Being a graduate of Lancaster University, it could be said that I am rather partial to Lancashire accents, endearing as they are to someone who has to listen to "aaaaht geez" and "wight mate" daaaaaan saaaaf, but Transelement managed to sound like thoroughly pleasant people in the midst of the music, while at the same time commanding attention and holding stage presence.

What a pity, in fact, that they left the stage. An interminable gap followed before a motley collection of travelling tinkers appeared, trumping Transelement by being Scottish into the bargain. Somebody aged and bald, sporting a suit and a cigarette as though it were a prop in some unimaginably ghastly Noel Coward AmDram production, appeared and drawled in Glaswegian at us about the headline act, The Nectarine No.9, who were still unceremoniously tuning up, nattering to each other and generally ignoring the audience.

The fossil descended from the stage and returned whence he came, but thereafter it got worse.
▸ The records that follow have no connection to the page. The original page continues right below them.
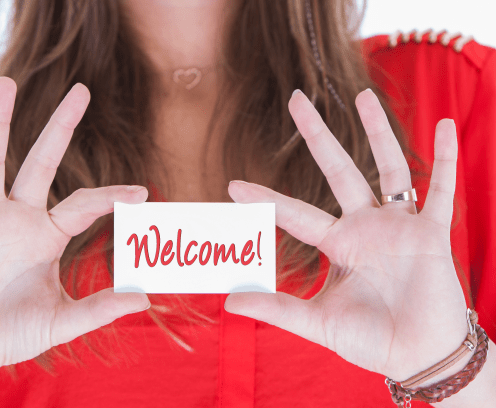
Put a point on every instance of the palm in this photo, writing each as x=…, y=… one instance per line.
x=376, y=304
x=392, y=277
x=36, y=311
x=31, y=292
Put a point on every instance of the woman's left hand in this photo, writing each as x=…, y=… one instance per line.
x=397, y=306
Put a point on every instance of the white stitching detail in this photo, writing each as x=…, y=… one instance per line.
x=420, y=35
x=461, y=42
x=393, y=38
x=445, y=39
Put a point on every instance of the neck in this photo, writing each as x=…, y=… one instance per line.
x=179, y=34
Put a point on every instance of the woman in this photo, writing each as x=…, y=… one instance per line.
x=143, y=128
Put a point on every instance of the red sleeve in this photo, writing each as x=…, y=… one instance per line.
x=478, y=148
x=424, y=83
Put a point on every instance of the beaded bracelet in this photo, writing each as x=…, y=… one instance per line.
x=476, y=337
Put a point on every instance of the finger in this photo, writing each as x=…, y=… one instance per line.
x=8, y=90
x=438, y=206
x=393, y=168
x=78, y=211
x=77, y=317
x=347, y=182
x=38, y=170
x=305, y=222
x=278, y=309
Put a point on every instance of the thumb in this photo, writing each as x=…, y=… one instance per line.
x=77, y=317
x=279, y=309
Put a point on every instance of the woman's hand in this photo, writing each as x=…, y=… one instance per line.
x=397, y=307
x=36, y=313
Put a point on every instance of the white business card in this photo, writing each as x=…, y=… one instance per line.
x=171, y=247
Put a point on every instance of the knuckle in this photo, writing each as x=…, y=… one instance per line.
x=293, y=221
x=46, y=161
x=439, y=188
x=335, y=170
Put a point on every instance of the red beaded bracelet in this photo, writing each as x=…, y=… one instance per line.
x=476, y=338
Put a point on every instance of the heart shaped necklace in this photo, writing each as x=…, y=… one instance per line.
x=190, y=77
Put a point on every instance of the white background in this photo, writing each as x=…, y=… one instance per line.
x=469, y=17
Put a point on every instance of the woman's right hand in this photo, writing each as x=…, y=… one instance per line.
x=36, y=313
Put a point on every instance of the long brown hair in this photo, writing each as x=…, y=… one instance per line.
x=54, y=44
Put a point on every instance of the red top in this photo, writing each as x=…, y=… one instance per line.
x=244, y=363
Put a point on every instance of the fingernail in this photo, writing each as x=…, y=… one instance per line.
x=134, y=189
x=295, y=92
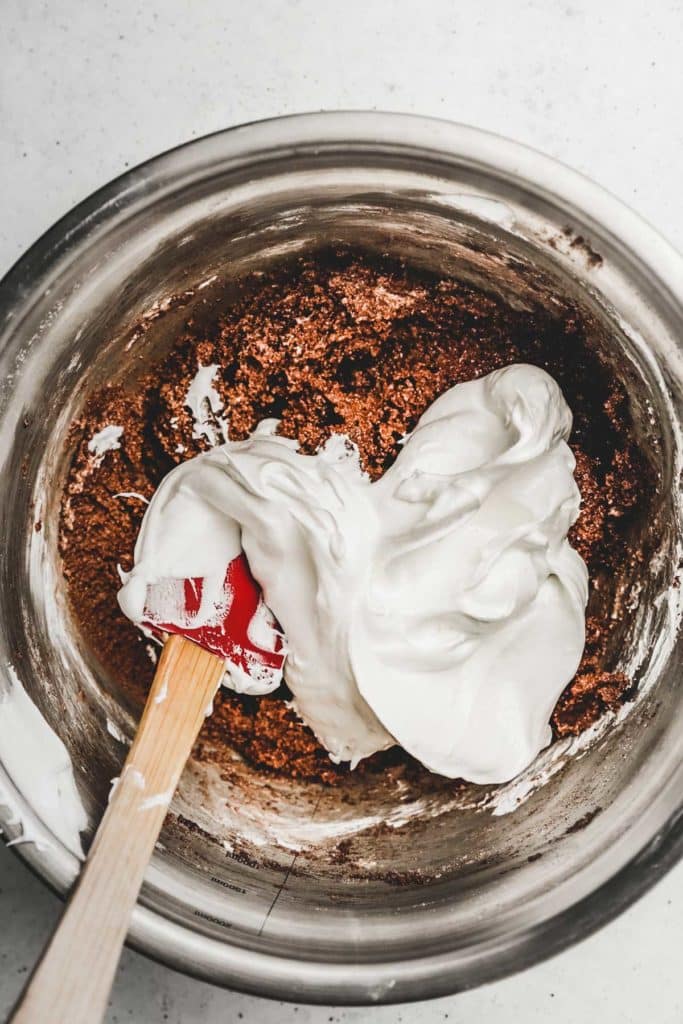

FOUR (I ask you) electric guitars were apparently necessary, in addition to a Casio keyboard, a bass and drums. One of the guitarists had his back to the audience the entire time, while another looked like Richard Fairbrass's long-lost brother. Still another was (ostensibly, at least) the lead vocalist, a stout chap with the look of a used tea bag about him who, for some reason, decided that EVERY song had to end by him falling to his knees and sticking his manky guitar against an amplifer. This, needless to say, would have been quite horrendous enough if it wasn't for the fact that the ensuing noise was infinitely more listenable than his vocals.

Oh well, you win some and you lose some. Even recent single Constellations Of My Vanity was played as if the band were in the rehearsal room rather than playing to an expectant audience. When they finally left the stage to lacklustre applause, the lights came straight up. No encore was really necessary, after all.